In January, I wrote about what I called the AI Productivity Paradox: the METR study showing experienced developers were 19% slower with AI, while believing they were 20% faster. At the time, I treated it as a cautionary signal, one data point in a broader discussion about measuring performance.

Two months later, the signal has become a pattern. Three independent sources, from three different angles, point to the same conclusion: AI is fracturing the talent pipeline that produces the people who build software.

Let me be clear about what I mean by “talent pipeline.” I’m not talking about recruiting funnels or employer branding. I mean the entire chain: how engineers learn, how we evaluate them, and how the gap between effective and ineffective AI users keeps growing. All three are breaking at the same time, and they reinforce each other.

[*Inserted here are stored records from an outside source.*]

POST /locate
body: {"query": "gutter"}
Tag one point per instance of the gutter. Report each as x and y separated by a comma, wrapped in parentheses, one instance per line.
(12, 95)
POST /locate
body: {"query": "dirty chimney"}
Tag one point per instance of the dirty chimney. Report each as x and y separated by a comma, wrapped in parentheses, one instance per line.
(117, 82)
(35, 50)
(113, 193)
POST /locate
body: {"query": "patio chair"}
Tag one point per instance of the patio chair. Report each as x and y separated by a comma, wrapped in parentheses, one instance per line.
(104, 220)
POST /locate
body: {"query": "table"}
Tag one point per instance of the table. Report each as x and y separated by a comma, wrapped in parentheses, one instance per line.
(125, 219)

First, the baseline: everyone’s using AI

Before I get into the fractures, the baseline. The Pragmatic Engineer’s 2026 survey of roughly 1,000 software engineers:

  • 95% use AI tools weekly
  • 75% use AI for more than half their work
  • 55% use autonomous agents regularly (63.5% among staff+ engineers)
  • Claude Code went from zero to the #1 AI coding tool in eight months, overtaking Copilot and Cursor

This isn’t early adoption anymore. This is the water we swim in. The fractures I’m about to describe aren’t fringe concerns; they affect the basic mechanics of how our industry develops engineers.


Fracture 1: the skill tax

In February, Anthropic published an RCT (randomized controlled trial, rare in software engineering research) with 52 professional developers learning Python Trio, a concurrency framework none of them knew. I haven’t seen enough people talking about this one.

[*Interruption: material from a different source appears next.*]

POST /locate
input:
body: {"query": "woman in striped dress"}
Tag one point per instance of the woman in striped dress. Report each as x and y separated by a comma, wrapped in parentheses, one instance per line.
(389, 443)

Half the group got a GPT-4o coding assistant. Half got documentation only.

The results:

FindingData
Skill gapAI users scored 17% lower on conceptual understanding (Cohen’s d=0.738, p=0.01)
No speed gainNo significant difference in task completion time (p=0.391)
Debugging gapDocs-only group hit 3 median errors vs 1 for the AI group

Read that last row again. The group without AI hit more errors, and that’s the point. They struggled, they debugged, and they came out the other side understanding the framework better. The AI group got working code faster, but when tested on whether they actually understood what they’d built, they scored significantly worse.

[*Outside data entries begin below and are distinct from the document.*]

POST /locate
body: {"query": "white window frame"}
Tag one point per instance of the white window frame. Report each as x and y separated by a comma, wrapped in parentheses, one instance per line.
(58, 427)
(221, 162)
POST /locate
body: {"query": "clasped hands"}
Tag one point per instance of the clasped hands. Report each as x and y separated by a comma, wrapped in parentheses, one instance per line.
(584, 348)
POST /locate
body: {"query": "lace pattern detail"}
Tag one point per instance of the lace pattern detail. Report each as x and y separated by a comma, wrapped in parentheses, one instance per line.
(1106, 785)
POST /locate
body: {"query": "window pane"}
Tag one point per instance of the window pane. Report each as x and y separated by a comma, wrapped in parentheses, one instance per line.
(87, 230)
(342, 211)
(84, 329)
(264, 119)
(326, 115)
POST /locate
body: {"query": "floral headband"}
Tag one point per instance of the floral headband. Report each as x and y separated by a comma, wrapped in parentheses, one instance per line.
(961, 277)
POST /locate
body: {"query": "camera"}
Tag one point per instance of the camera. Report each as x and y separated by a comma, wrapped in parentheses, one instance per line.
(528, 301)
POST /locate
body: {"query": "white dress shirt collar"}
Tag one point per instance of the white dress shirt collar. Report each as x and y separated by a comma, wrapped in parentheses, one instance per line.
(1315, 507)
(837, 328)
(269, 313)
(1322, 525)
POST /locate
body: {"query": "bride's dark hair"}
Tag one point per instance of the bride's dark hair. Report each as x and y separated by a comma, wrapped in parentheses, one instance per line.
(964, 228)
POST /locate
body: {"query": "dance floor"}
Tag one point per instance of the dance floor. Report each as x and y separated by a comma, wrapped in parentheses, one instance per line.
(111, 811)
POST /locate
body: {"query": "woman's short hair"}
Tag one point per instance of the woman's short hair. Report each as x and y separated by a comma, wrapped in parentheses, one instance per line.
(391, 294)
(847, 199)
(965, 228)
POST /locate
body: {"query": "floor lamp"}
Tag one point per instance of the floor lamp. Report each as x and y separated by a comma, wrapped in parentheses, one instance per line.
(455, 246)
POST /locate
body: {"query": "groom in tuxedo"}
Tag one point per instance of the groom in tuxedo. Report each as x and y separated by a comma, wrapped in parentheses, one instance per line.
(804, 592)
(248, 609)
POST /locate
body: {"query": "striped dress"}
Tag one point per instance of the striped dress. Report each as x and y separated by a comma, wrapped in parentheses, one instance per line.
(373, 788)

The study calls this the “skill tax”: a 17% learning penalty that applies regardless of experience level. AI doesn’t make you dumb. It removes the productive friction: the debugging, the wrong turns, the “why doesn’t this work?” moments that turn exposure into understanding.

The pattern analysis tells you where the split happens. Developers who scored well (65-86%) even with AI used it for explanations alongside code: “explain this concurrency model,” “why does Trio handle cancellation this way?” Developers who scored poorly (24-39%) delegated heavily, pasting outputs without engaging with the reasoning. Some spent 11 minutes out of a 30-minute task window just interacting with the assistant.

These aren’t abstract statistics. I recognized myself in those patterns. When I’m working in Go, a language I know deeply, I use Claude Code as a power tool. I challenge its suggestions, I know when it’s wrong, I can evaluate trade-offs. But when I dabbled in a new framework recently, I caught myself doing exactly what the low-scoring group did: accepting outputs, moving fast, feeling productive. The AI Perception Gap I wrote about in January goes deeper than speed. It’s about mistaking output for learning.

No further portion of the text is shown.